Question: So where is the problem?

“You have to understand the Syrian mentality. It’s not a question of negotiations. Their land is conquered and they want back exactly what they lost. What do you prefer, to keep the Golan by force and continue with the policy of closed borders, or understand that Israel will be stronger without the Golan, thanks to its relations with Syria?”

Question: How would it benefit Israel to have peace with Syria?

“It is nine time larger than Israel so it has a lot to give you. Water, for example. Or the option of a land passage to Europe. Believe me, they don’t want to destroy the State of Israel. That was a slogan for many in the past who are gone today. On the other hand, you won’t have an instant love story. We have a problem with extremists on one side and dreamers on the other. I am not referring to Shimon Peres, who is a practical man.” […]

Question: If you had information that the Hamas agents who were killed at the Nablus headquarters were planning a terror attack, what would you have done in Sharon’s place?

“The question is whether you are a civilized country or not. Are you an underground or a guerrilla, or a state of institutions and laws? The moment you are a state, and of course you are, the responsibility is on your shoulders. You must not be like those organizations. No judge in the world would find it acceptable that an army with a chief of staff and a defense minister and a government decides to kill people on the basis of secret GSS reports. For a country, that is not sufficient proof.”

Question: What’s the solution?

“First, to realize that killing these people may placate Sharon supporters, but is a bad recipe for shaping your image. In my opinion, the tactical answer is responsible restraint and true enforcement using security means. If someone gets through all the barriers with a bomb, that means the means are insufficient. If these people are guilty, you must arrest them, bring them to trial and furnish proof. They are still not a state yet. Your approach is that of a war of gangs. For that reason the international community does not support you.”

Question: What should the Palestinians do?

“I’m not suggesting that they carry out terror attacks and I don’t think Arafat is pushing for that. But these area acts by people who’ve lost hope.”

Question: What should Arafat do?

“Return to negotiations. The problem is that the other side needs help.

He has no promises from your side. If you don’t give him the tools, he cannot demand of anyone to lay down their arms. Sharon accedes to his extremists, and he is a head of state. Why should Arafat not have the same right?
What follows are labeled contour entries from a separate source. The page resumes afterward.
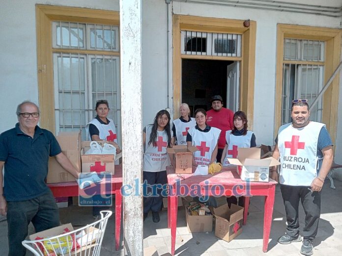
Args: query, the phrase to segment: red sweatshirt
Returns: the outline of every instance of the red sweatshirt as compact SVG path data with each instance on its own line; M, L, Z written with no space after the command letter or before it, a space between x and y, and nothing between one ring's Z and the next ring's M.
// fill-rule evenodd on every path
M219 139L219 149L224 149L226 145L226 132L234 128L233 111L225 107L216 111L210 109L207 112L207 124L221 130Z

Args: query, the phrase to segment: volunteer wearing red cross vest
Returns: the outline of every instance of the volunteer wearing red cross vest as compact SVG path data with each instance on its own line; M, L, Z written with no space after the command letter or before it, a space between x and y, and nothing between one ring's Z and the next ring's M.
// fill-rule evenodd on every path
M226 144L222 154L221 163L224 166L228 166L227 157L237 157L240 148L253 148L256 146L256 136L253 131L247 130L247 117L243 111L238 111L234 114L234 128L226 132ZM234 196L227 197L228 205L237 204L237 198ZM239 197L239 205L245 206L245 197Z
M173 133L170 127L170 114L165 110L159 111L156 115L153 124L146 126L143 130L142 142L143 154L143 186L147 184L143 197L143 220L146 219L150 210L152 211L152 221L159 222L159 211L162 208L163 198L161 188L156 189L156 194L148 196L153 192L151 186L167 183L166 167L170 164L167 148L172 147L173 143ZM144 192L145 192L144 190Z
M120 149L117 145L116 138L116 129L113 120L108 118L109 113L109 104L107 100L100 100L96 102L95 110L97 114L95 118L87 125L90 140L96 141L107 141L110 144L116 148L116 153L120 152ZM118 160L115 161L115 164L118 164ZM93 197L94 201L98 197L101 200L101 196L96 195ZM108 206L94 206L92 208L93 217L96 219L102 210L108 210Z
M220 95L211 97L212 109L207 112L207 124L212 127L220 129L220 135L217 155L217 161L220 162L223 150L226 146L226 132L234 128L233 116L234 113L230 109L223 107L223 100Z
M273 157L281 163L279 182L287 223L281 244L300 242L298 206L305 212L304 239L300 253L313 253L320 215L321 190L333 160L332 142L324 124L309 120L310 111L305 99L292 101L293 122L282 126L276 139ZM270 177L278 180L275 168Z
M195 117L197 125L188 131L186 141L188 146L195 146L199 150L194 152L196 164L209 165L216 160L221 130L207 125L206 112L202 108L196 110Z
M182 103L179 107L180 117L173 120L172 131L175 145L186 145L188 130L196 125L195 118L190 117L190 109L186 103Z
M108 141L116 148L116 153L120 153L115 124L113 120L107 118L110 110L108 101L107 100L97 101L95 110L96 116L87 124L90 140Z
You’re asking him for the impossible. He has to make a 100% effort, but he cannot ensure 100% results. And if you expect this of him, you will have a new Greek tragedy here.”

Question: Is a solution within reach?

“Absolutely. It’s not a dream. We are not lacking people of courage, people who made decisions like Begin and Sadat.”

Question: What is Egypt’s red line that it won’t be able to ignore in the present conflict?

“I have no idea. That is the president’s decision and I am here to follow his orders.”

Question: Are you optimistic?

“Yes, certainly. I’ve met regular people from the most distant villages in various countries. I’ve seen coins from all sides, not by sitting in offices behind a guard. And I say there is good foundation for being optimistic. That is the spirit of the Sorbonne.”